Amid budget slices and challenges, the College of Liberal Arts and Sciences has created an initiative that aims to improve the condition of the college.

An open forum, hosted by the Liberal Arts and Sciences Representative Assembly, will allow faculty and staff to discuss the “New Horizons Initiative” on Feb. 2.

The initiative, a one-year study assembled by the LAS Budget Advisory Group, analyzes the budget cuts the college has endured during the last four years and what it has done to courses, departments and employment. It provides a list of recommendations, in hopes of aiding the college in meeting the challenges created by these cuts.

Paul Lasley, chairman of the LAS Budget Advisory Group, said he will present the Budget Advisory Group report. Lasley, professor and chairman of the department of sociology, will also introduce suggestions the group has made that will hopefully allow the college to improve itself while keeping within the specified budget during the forum.

“Our charge was to look at: Are there ways that we can restore some budget flexibility within the college to fund high priority efforts, and are there areas where reorganization would be beneficial,” he said.

One recommendation, he said, is to make curricular changes within the college to make better use of faculty time and college funds.

“We want to hear from faculty whether or not we have overlooked some ideas,” he said.

Robert Wallace, member of LAS Representative Assembly and professor of ecology, evolution and organismal biology, said because of the many budget cuts the college has been through, this initiative is crucial in ensuring the most efficient use of available dollars.

The committee aims to protect the college’s core courses and achieve its mission simultaneously, Lasley said. The committee searched for ways to better fund faculty retention and spousal accommodations. It also searched for ways to ensure the college employs the best faculty possible.

“In the last four years, we have seen a significant budget cut, which is around $6 million and a total of seven budget cuts,” Wallace said. “The general thrust of the initiative is to critically review how the College of Liberal Arts and Sciences delivers its mission function at the departmental and program levels.”

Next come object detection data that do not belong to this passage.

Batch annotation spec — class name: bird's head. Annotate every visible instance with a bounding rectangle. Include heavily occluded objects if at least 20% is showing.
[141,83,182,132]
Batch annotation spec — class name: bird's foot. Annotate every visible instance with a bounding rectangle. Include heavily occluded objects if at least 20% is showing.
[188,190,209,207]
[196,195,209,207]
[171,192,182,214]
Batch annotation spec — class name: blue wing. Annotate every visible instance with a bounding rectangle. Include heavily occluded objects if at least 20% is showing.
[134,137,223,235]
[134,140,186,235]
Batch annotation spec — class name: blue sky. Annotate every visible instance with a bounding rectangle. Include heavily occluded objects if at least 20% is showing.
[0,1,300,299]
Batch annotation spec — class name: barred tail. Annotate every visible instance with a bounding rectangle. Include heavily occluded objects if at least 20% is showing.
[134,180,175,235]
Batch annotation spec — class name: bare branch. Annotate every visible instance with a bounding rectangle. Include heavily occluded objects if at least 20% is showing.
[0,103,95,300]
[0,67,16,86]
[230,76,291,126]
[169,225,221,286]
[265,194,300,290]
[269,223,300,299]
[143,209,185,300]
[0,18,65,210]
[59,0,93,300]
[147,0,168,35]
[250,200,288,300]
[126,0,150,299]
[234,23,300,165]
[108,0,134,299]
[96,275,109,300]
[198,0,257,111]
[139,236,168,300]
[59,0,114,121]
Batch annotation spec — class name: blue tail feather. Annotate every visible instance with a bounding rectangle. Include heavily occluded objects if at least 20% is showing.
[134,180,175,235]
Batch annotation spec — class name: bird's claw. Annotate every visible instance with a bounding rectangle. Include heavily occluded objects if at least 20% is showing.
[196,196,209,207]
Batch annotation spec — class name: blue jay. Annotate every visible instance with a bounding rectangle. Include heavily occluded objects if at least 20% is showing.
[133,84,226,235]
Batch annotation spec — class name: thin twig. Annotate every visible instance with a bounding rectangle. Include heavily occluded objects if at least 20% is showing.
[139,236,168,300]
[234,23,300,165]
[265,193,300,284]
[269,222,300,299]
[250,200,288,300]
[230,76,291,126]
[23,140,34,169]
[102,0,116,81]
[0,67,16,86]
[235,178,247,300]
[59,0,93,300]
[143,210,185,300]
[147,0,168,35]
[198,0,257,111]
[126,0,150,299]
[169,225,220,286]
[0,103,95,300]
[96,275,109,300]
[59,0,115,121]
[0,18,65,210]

Wallace said the college has some limitations on the courses and programs it offers. This initiative suggests ways to use available funding to improve current courses and programs in a way that is most cost effective, he said.

“This is not just about economic gains, but institutional improvements — providing the best educational experience that we can,” Wallace said.

Arne Hallam, professor and chairman of the department of economics, said because Iowa State continually receives fewer state resources, this initiative helps find a way to provide students with a quality education with less faculty time and input. He said he hopes to see the college use funds more efficiently to yield a greater return.

“What I would see is more focus, more emphasis on quality in a smaller number of areas, but a meaningful liberal arts education for all students,” Hallam said. “[We want to] devote those resources to the areas that bring the highest return in terms of educational outcomes per dollar invested.”